Kay asked Corkins whether he had enough money to
pay for an attorney; he said he did not. “I have about $300,” Corkins said in a
soft, clear voice.
During the proceedings, which lasted about 20
minutes, the judge ordered Corkins held without bond until a hearing scheduled
for Aug. 24.
At a news conference Thursday, the president of
the Family Research Council, Tony Perkins, condemned what he called “reckless
rhetoric” that labels his organization a “hate group,” saying it incited the
shooting.
The Family Research Council’s Web site says it
deals in issues of faith, family and freedom; opposes abortion and euthanasia;
and considers homosexuality a sin. Perkins told reporters that his group might
not have been the only target. But he and his spokesmen declined to elaborate.
“I think maybe, going forward, you may find out more information that
we may not have been the only one,” Perkins said in response to a question
about why his group was targeted.
Lanier declined to comment on the statement, as
did an FBI spokesman, Andrew Ames.
An armed man walked into the Washington
headquarters of a conservative Christian lobbying group Wednesday and was
confronted by a security guard, whom he shot in the arm before the guard and
others wrestled him to the ground, authorities said.
In support of the federal charges, authorities
said the gun and ammunition were transported across state lines. Police said
they found Corkins’s Dodge Neon parked at the East Falls Church Metro station.
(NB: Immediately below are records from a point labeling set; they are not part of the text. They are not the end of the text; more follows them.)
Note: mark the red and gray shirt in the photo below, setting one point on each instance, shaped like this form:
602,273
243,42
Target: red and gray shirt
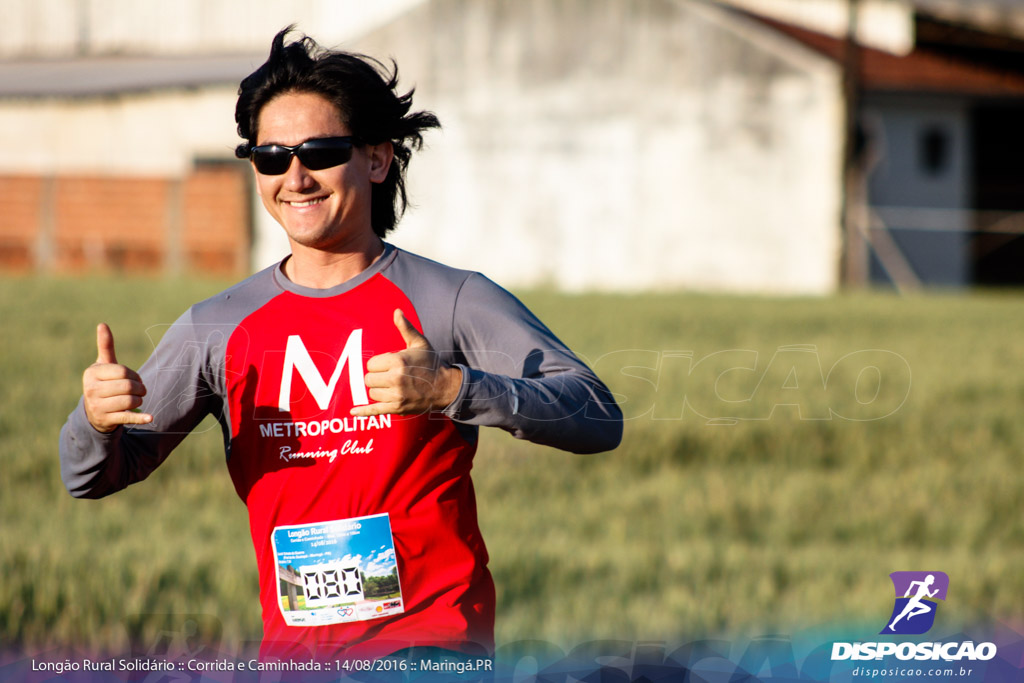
281,366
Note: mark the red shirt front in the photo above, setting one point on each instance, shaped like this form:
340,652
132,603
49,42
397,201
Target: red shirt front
414,468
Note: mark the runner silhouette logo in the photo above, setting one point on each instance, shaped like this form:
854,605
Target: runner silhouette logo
916,601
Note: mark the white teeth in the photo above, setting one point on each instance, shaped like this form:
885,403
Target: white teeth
307,203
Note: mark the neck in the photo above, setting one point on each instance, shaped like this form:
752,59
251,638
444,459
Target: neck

No one answered the door at Corkins’s home
Thursday. The FBI affidavit says agents interviewed Corkins’s parents, who said
their son “has strong opinions with respect to those he believes do not treat
homosexuals in a fair manner.”
FBI officials have not commented on a possible
motive in the shooting.
Perkins said he visited Johnson shortly after he
emerged from surgery after midnight Wednesday and reported him groggy but in
good spirits.
“This hero business is hard work,” Perkins said Johnson told him.
He said Johnson was more than a guard and was also
in charge of building services. Not only did he staff the lobby, he meet with
top officials and was briefed on threats and planned protests.
Perkins said Johnson, at the time of the
confrontation, was unarmed and was wearing a suit, not a uniform.
Joe Carter, a senior editor of Action Institute, a
Michigan-based group that focuses on the economy from a Christian perspective,
said he knew Johnson from working at the Family Research Council from 2006 to
2008.
“He was the guy who quietly took care of things,” Carter said.“If someone
came into the lobby to do something, they weren’t going to get past Leo.”
Johnson’s mother said she saw the story unfold on
TV news and knew even before his name became public that it was her son who had
been shot. By the time he called her from the hospital, Virginia Johnson said,
“I was crying. I was upset. He was trying to calm me down.”
Virginia Johnson said her son, her only child,
graduated from Ballou High School in Southeast and went into the security
business. “He’s just a good person who tried to help people and never got into
trouble,” she said.
In an interview with WJLA-TV (Channel 7), Leonardo
Johnson said from his hospital room that Corkins shot him without warning and
that he tackled Corkins without realizing that he had been shot. “I didn’t feel
any pain,” he told the station. “I felt my arm snap back so I knew I was hit,
but I didn’t feel any pain. . . . Although I didn’t want to get shot, nobody
wants to get shot, I feel that God put me in a position to be there at that
time.”
At the news conference, Perkins singled out the
Southern Poverty Law Center for putting his organization on a list of hate
groups, saying that gave the gunman “a license to shoot an unarmed man,” and he
urged that the law center be “held accountable for their reckless use of
terminology.”
The law center, in a statement, called the
accusation outrageous and said the Family Research Council was ”seeking an
opportunity to score points” by using the shooting for political purposes.